Mme Magali DURAND-MULIN, Conseillère,
DÉBATS :
A l’audience tenue en publicité restreinte (en raison de l’état d’urgence sanitaire) du 16 juin 2020,
M. Philippe SILVAN, Conseiller faisant fonction de Président chargé du rapport, assisté de M. Fabien OEUVRAY, Greffier, en présence de Mme B C et Mme D E, stagiaires en 2e année de master, a entendu les parties en leurs conclusions et plaidoiries, les parties ne s’y étant pas opposées conformément aux dispositions des articles 786 et 907 du code de procédure civile.
Puis l’affaire a été mise en délibéré au 15 septembre 2020, délibéré au cours duquel il a été rendu compte des débats à la Cour.
L’arrêt a été rendu le 15 septembre 2020.
Exposé du litige :
Selon contrat à durée déterminée du 1er mars 2007, Mme X a été embauchée par l’Association Chemin d’Espérance en qualité d’agent de service logistique.

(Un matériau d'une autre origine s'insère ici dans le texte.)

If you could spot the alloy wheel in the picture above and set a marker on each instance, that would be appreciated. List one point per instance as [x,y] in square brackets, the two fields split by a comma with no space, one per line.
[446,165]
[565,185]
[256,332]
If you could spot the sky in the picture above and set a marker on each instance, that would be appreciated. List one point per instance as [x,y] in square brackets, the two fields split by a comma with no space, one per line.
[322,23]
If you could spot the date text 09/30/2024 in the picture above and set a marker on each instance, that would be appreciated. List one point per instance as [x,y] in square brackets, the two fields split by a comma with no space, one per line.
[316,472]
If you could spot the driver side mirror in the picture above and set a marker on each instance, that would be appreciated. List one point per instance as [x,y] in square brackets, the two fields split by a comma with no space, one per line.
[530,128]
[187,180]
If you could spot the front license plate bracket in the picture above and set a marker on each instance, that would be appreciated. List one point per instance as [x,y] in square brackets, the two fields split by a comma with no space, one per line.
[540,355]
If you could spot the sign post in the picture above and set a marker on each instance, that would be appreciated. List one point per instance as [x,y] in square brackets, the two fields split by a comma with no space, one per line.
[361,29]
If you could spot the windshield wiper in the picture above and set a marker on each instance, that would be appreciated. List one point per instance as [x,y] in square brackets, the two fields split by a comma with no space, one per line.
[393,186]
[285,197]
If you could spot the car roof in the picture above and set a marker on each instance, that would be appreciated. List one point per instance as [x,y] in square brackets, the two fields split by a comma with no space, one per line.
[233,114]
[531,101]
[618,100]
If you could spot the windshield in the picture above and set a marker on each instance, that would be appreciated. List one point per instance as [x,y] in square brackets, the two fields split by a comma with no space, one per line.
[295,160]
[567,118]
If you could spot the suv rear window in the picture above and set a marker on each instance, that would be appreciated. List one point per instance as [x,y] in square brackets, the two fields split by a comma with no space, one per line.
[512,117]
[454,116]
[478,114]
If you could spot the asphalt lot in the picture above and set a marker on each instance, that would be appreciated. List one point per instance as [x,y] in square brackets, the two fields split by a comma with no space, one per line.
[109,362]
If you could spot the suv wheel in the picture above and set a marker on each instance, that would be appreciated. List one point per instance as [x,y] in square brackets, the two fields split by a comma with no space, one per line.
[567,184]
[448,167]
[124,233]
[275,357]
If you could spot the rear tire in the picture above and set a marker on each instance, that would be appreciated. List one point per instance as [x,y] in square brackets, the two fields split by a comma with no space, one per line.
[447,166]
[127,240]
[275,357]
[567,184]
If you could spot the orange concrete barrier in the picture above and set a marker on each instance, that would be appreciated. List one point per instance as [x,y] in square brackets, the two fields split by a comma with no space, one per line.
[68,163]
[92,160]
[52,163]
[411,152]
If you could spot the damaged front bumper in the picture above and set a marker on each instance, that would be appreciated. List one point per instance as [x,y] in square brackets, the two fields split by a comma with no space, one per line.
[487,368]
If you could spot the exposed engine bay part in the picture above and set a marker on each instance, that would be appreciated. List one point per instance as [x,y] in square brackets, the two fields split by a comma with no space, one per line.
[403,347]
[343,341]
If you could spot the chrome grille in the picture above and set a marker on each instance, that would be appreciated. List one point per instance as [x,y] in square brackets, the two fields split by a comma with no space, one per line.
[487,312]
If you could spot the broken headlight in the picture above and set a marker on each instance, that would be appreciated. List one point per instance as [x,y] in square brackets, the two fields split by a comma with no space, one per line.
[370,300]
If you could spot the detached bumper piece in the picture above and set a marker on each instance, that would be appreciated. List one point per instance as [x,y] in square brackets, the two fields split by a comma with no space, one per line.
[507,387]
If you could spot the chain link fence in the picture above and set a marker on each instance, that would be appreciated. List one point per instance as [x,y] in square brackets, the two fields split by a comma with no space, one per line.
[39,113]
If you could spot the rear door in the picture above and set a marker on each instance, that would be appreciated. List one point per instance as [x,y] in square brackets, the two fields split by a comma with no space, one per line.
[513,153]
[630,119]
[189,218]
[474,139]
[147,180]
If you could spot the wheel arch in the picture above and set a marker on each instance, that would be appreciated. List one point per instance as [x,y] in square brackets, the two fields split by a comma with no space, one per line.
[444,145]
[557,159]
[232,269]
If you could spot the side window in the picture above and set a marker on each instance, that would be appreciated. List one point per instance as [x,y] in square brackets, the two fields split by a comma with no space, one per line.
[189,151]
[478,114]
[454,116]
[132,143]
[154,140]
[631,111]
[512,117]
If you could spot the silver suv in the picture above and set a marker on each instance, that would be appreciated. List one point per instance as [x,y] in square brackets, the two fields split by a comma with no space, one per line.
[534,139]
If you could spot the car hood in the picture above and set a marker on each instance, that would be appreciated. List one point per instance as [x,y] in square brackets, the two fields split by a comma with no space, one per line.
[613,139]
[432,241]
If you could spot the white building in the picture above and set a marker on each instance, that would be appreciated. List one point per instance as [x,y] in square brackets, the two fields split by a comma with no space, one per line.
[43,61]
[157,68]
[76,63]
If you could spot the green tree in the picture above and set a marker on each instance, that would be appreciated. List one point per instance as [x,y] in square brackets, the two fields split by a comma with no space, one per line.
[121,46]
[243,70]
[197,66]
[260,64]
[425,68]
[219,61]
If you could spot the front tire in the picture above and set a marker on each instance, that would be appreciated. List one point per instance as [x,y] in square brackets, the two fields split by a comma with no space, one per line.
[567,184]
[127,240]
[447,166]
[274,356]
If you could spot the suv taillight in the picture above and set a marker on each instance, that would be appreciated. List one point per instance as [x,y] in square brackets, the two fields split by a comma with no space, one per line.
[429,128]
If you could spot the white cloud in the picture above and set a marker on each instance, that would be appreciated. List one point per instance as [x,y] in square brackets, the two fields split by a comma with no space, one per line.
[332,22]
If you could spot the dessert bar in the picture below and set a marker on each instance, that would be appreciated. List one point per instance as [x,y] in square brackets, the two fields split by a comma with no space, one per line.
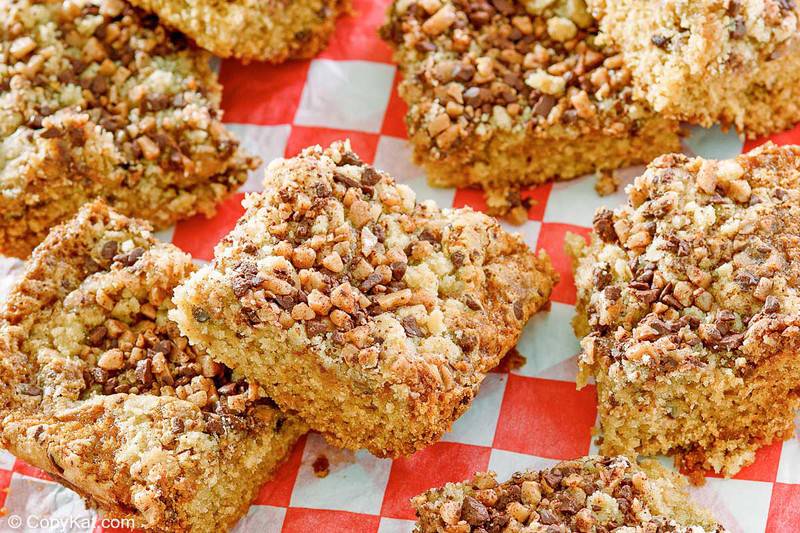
[688,301]
[102,392]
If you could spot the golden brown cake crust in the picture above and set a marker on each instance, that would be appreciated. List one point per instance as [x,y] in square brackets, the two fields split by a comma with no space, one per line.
[688,297]
[593,493]
[101,391]
[733,61]
[503,94]
[258,30]
[99,100]
[373,315]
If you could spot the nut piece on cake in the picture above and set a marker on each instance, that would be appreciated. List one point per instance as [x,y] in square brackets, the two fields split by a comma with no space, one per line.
[98,100]
[503,94]
[688,297]
[253,30]
[372,315]
[592,493]
[101,391]
[735,61]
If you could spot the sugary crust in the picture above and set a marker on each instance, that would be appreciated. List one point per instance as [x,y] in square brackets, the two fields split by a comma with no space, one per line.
[746,52]
[99,100]
[254,30]
[688,297]
[102,392]
[593,493]
[374,316]
[507,93]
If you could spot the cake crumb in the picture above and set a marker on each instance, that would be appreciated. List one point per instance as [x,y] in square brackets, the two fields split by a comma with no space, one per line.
[512,361]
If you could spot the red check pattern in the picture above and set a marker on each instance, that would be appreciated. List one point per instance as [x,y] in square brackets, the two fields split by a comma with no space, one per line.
[531,417]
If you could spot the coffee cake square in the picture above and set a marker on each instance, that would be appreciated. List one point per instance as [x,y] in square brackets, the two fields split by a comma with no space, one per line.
[374,316]
[102,392]
[503,94]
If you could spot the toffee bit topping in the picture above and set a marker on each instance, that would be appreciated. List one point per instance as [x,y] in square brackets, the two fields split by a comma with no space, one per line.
[590,494]
[660,41]
[695,276]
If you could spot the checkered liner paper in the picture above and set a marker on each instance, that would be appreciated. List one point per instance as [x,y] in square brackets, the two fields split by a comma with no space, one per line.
[529,417]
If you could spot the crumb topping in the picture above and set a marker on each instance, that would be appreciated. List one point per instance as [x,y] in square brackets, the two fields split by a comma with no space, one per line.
[106,331]
[340,256]
[483,67]
[700,268]
[589,494]
[738,32]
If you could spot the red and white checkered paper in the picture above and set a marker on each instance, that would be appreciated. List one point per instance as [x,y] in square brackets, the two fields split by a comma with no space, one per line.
[530,417]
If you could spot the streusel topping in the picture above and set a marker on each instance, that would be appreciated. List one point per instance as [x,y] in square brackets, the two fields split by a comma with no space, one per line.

La relation de travail s’est poursuivie sous la forme d’un contrat à durée indéterminée. Elle exerçait en dernier lieu les fonctions de responsable logistique au sein de l’établissement pour personnes âgées dépendantes (Ehpad) L’Olivier à Valence.

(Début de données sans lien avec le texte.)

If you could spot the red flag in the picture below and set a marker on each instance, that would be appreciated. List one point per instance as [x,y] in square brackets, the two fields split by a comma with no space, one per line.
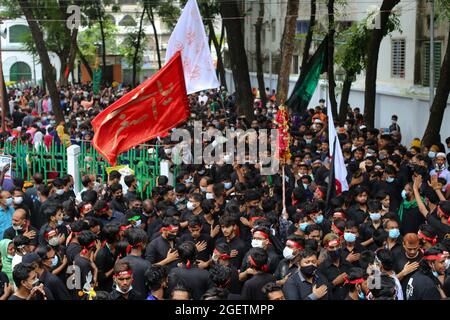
[150,110]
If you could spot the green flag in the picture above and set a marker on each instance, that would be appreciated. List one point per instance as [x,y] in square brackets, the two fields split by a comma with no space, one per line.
[309,77]
[97,79]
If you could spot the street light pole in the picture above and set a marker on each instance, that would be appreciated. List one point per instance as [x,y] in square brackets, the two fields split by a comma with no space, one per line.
[431,52]
[2,93]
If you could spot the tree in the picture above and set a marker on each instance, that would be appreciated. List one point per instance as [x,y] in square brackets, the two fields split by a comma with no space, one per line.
[437,110]
[373,49]
[38,37]
[287,49]
[259,59]
[308,41]
[168,13]
[239,65]
[330,73]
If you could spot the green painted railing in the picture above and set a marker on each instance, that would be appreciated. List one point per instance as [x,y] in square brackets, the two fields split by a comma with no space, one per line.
[53,162]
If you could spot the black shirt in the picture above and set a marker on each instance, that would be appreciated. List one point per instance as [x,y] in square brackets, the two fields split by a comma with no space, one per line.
[195,279]
[241,247]
[10,233]
[422,287]
[55,286]
[204,255]
[411,220]
[357,215]
[139,267]
[252,287]
[157,251]
[132,295]
[105,262]
[331,272]
[298,288]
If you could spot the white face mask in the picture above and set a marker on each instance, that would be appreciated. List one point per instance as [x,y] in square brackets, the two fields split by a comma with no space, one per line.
[257,243]
[288,253]
[121,291]
[190,206]
[18,200]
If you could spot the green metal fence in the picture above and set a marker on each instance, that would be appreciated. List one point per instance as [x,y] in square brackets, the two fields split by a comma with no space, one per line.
[52,163]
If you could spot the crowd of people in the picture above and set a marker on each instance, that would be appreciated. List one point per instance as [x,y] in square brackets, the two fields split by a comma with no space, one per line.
[225,231]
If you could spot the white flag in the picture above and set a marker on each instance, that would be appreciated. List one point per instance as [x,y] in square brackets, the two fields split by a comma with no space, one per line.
[340,171]
[189,36]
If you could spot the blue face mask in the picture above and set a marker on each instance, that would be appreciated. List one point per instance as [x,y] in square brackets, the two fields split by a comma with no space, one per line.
[404,195]
[394,233]
[319,219]
[349,237]
[303,226]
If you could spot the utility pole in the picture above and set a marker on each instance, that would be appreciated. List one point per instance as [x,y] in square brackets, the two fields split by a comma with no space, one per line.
[2,93]
[431,51]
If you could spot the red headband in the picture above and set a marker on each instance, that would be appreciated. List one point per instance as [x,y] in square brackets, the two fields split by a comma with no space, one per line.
[436,257]
[320,192]
[257,218]
[51,233]
[86,248]
[223,256]
[355,281]
[169,228]
[424,237]
[335,229]
[294,244]
[333,242]
[127,273]
[263,268]
[261,234]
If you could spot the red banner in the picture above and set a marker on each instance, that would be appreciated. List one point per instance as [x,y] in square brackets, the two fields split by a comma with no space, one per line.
[150,110]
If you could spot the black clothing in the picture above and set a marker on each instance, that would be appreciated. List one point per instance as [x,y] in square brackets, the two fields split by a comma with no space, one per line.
[252,287]
[139,267]
[55,285]
[195,279]
[157,251]
[239,245]
[132,295]
[422,287]
[105,261]
[298,288]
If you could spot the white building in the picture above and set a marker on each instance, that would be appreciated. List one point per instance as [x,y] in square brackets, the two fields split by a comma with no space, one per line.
[403,65]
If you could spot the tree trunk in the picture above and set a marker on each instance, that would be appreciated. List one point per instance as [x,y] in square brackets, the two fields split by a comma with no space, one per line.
[155,33]
[72,53]
[437,110]
[238,56]
[85,63]
[312,22]
[343,106]
[331,83]
[287,49]
[102,31]
[38,38]
[259,59]
[138,47]
[372,62]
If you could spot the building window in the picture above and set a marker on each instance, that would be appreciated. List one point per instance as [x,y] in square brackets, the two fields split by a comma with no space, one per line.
[302,26]
[274,33]
[20,71]
[18,33]
[398,58]
[426,62]
[127,21]
[295,64]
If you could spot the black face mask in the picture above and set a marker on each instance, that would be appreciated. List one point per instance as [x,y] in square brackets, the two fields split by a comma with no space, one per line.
[308,271]
[171,236]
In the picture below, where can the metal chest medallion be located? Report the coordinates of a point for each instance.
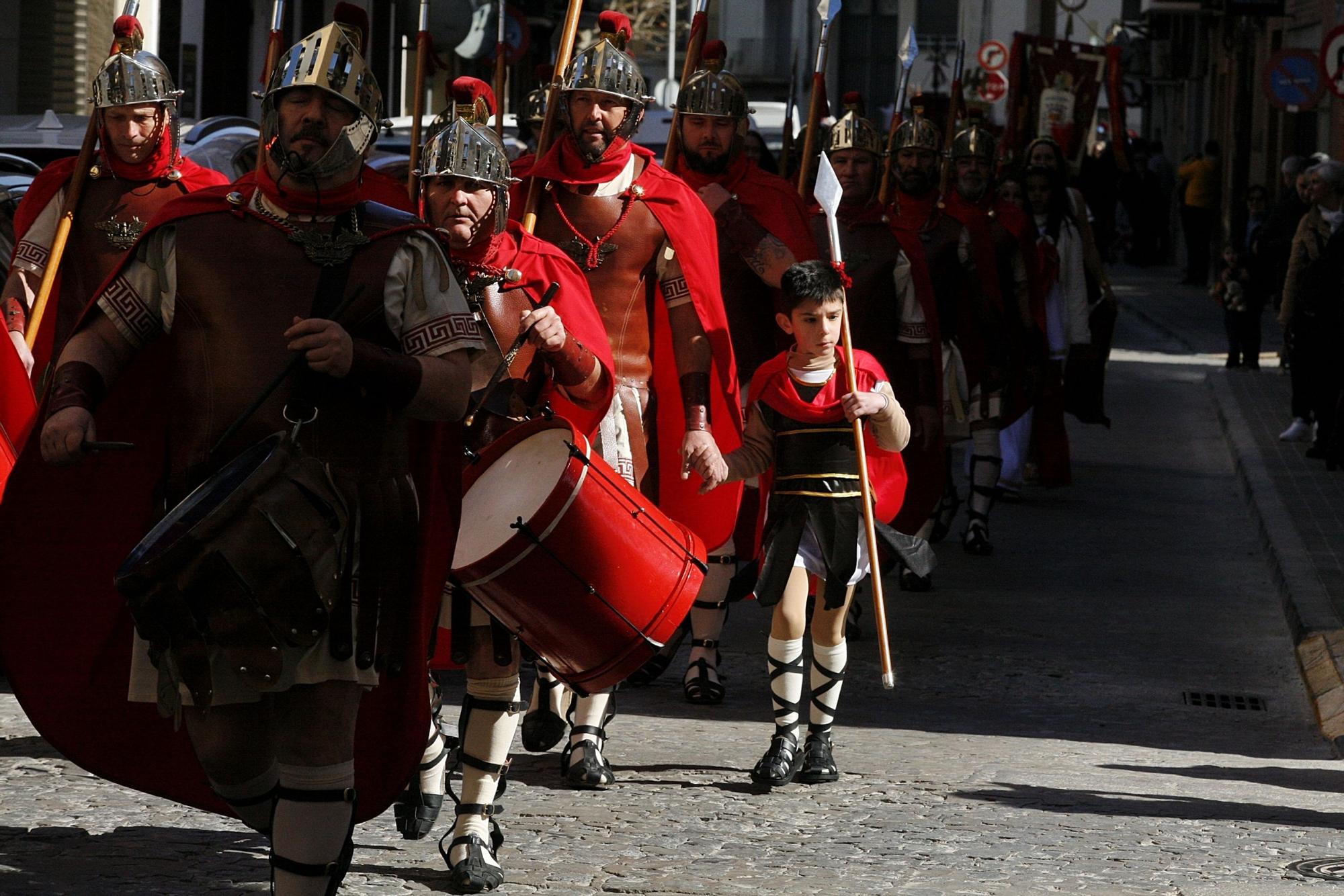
(122, 234)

Le 14 octobre 2016, Mme X a été convoquée à un entretien préalable à licenciement fixé au 27 octobre 2016 et s’est vue notifier une mise à pied à titre conservatoire. Le 10 novembre 2016, elle a été licenciée pour faute grave. Le 2 février 2017, elle a saisi le conseil de prud’hommes de Valence d’une contestation de son licenciement.
Par jugement du 23 mars 2018, le conseil des prud’hommes de Valence a :
— Dit et jugé que le licenciement pour faute grave de Mme X était fondé,
— Condamné l’Association Chemin d’Espérance à lui verser les sommes suivantes :
— 320,16 € à titre de rappels de salaire sur heures supplémentaires,
— 32,01 € au titre des congés payés afférents,
— 1.000 € au titre de l’article 700 du code de procédure civile,
— Débouté Mme X du surplus de ses demandes,
— Débouté l’Association Chemin d’Espérance de sa demande au titre de l’article 700 du code de procédure civile,
— Mis les dépens à la charge de l’Association Chemin d’Espérance.
Le 17 avril 2018, Mme X a fait appel de ce jugement.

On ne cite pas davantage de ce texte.